- Born: Itumeleng Phake Katlehong, South Africa
- Education: University of South Africa, Virginia Commonwealth University
- Occupation: Entrepreneur;
- Years active: 2014-present
- Organization: Zenzele Group
- Known for: Entrepreneurship
- Awards: South Africa Entrepreneur of the year

= Tumi Phake =

South African fitness entrepreneur

Tumi Phake is a South African entrepreneur, he is the CEO of Zenzele Group and he was named South African SME Entrepreneur of the Year in 2017. Phake is also the South African ambassador for the Young African Initiative (YALI).

==Background==
Born Itumeleng Phake, Tumi Phake was born in Katlehong, South Africa and he grew up in Tembisa, Gauteng where he had his early education. He then enrolled for a Financial Management degree at the University of South Africa through a bursary. In 2016, during his time as Young African Initiative (YALI) ambassador he studied at Virginia Commonwealth University in the United States of America and during the program he also studied Business and Entrepreneurship.
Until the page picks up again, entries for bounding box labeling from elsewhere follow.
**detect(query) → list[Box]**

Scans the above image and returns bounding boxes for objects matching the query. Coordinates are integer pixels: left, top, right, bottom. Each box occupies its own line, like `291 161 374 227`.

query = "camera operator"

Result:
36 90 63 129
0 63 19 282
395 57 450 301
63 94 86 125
Tumi began his career at First National Bank where he also served as a junior board member, he the joined Rand Merchant Bank (RMB), and in 2014 he left the banking to startup Zenzele Group, through which he has investments in fitness, sportswear, technology, healthcare supplement and renewable energy. He successfully obtained initial seed funding to launch his business and subsequently secured additional investment for growth, enabling him to expand and scale the company.
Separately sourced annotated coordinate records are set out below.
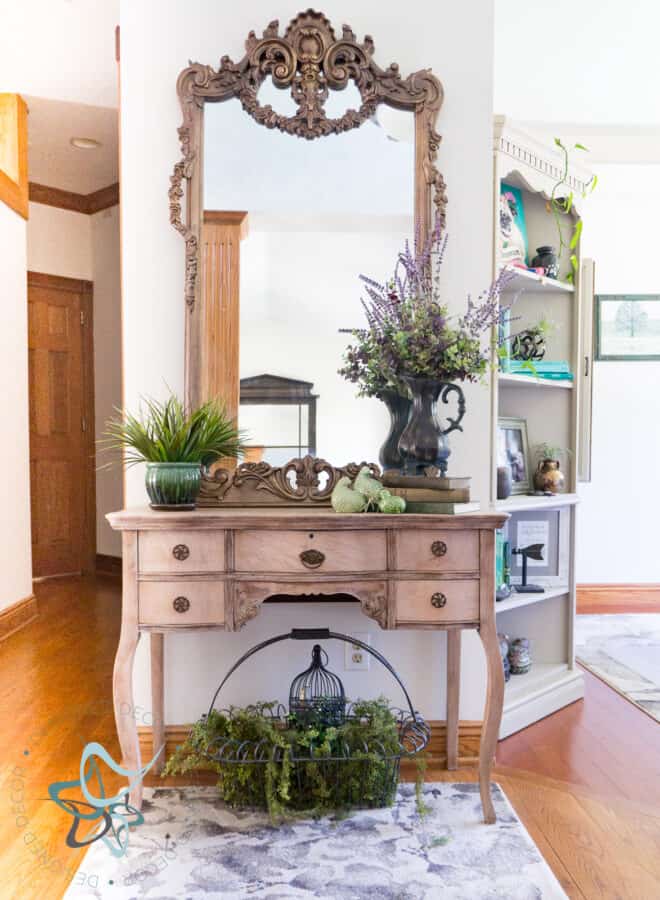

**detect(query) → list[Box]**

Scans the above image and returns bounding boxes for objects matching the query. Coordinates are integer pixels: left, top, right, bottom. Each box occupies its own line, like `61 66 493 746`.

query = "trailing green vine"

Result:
163 697 423 821
549 137 598 283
In 2015, Tumi Phake was named in the Mail & Guardian 200 Young South Africans list, then in 2016, he was selected as a South African ambassador for the Young African Leaders Initiative in the United States of America, a leadership program established by former president Barack Obama for young African Leaders.
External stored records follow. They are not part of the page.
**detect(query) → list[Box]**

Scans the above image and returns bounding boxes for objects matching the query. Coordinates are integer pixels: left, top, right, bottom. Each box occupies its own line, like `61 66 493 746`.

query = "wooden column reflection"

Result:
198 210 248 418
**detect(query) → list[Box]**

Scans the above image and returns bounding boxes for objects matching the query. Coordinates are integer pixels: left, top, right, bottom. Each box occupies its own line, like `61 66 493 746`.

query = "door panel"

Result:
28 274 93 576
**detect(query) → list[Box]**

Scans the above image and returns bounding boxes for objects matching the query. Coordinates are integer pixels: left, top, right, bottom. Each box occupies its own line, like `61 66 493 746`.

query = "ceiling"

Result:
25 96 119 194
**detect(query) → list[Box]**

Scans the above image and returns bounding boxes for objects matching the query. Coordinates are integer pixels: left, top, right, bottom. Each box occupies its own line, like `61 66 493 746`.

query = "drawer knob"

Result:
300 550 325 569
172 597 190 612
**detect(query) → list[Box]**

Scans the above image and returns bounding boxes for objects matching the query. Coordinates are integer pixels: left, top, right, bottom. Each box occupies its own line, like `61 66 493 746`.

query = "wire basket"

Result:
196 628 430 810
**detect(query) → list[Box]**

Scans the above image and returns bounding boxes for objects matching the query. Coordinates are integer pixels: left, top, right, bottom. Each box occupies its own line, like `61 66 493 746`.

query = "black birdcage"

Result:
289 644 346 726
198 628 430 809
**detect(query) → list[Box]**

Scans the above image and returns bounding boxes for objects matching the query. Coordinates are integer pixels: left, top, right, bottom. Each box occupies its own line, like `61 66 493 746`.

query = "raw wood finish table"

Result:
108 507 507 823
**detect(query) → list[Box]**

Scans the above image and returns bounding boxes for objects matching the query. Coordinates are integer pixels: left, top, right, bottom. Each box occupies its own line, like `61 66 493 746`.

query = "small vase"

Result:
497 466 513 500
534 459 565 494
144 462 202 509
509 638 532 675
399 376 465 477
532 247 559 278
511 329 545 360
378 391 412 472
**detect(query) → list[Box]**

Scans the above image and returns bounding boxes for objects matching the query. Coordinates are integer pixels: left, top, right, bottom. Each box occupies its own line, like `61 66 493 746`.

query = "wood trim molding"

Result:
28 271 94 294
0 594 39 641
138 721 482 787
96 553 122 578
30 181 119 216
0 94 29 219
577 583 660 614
In 2017 he was awarded South African entrepreneur of the Year Award and in 2019, he was ranked amongst the Most Influential Young South Africans in the business sector. In 2018, Tumi Phake received an Associate Award issued by Harvard Business School through Harambe Entrepreneur Alliance. He also was a finalist at the All Africa Business Leaders Awards curated by CNBC Africa in 2018, he was then awarded as Best African fitness Entrepreneur at the Tropics Business Summit in 2019 the same year he diversified his portfolio Zenzele Group portfolio into several subsidiary companies which include Zenzele Tech, Zen Nutrition, APARA Premium and Zenzele Health.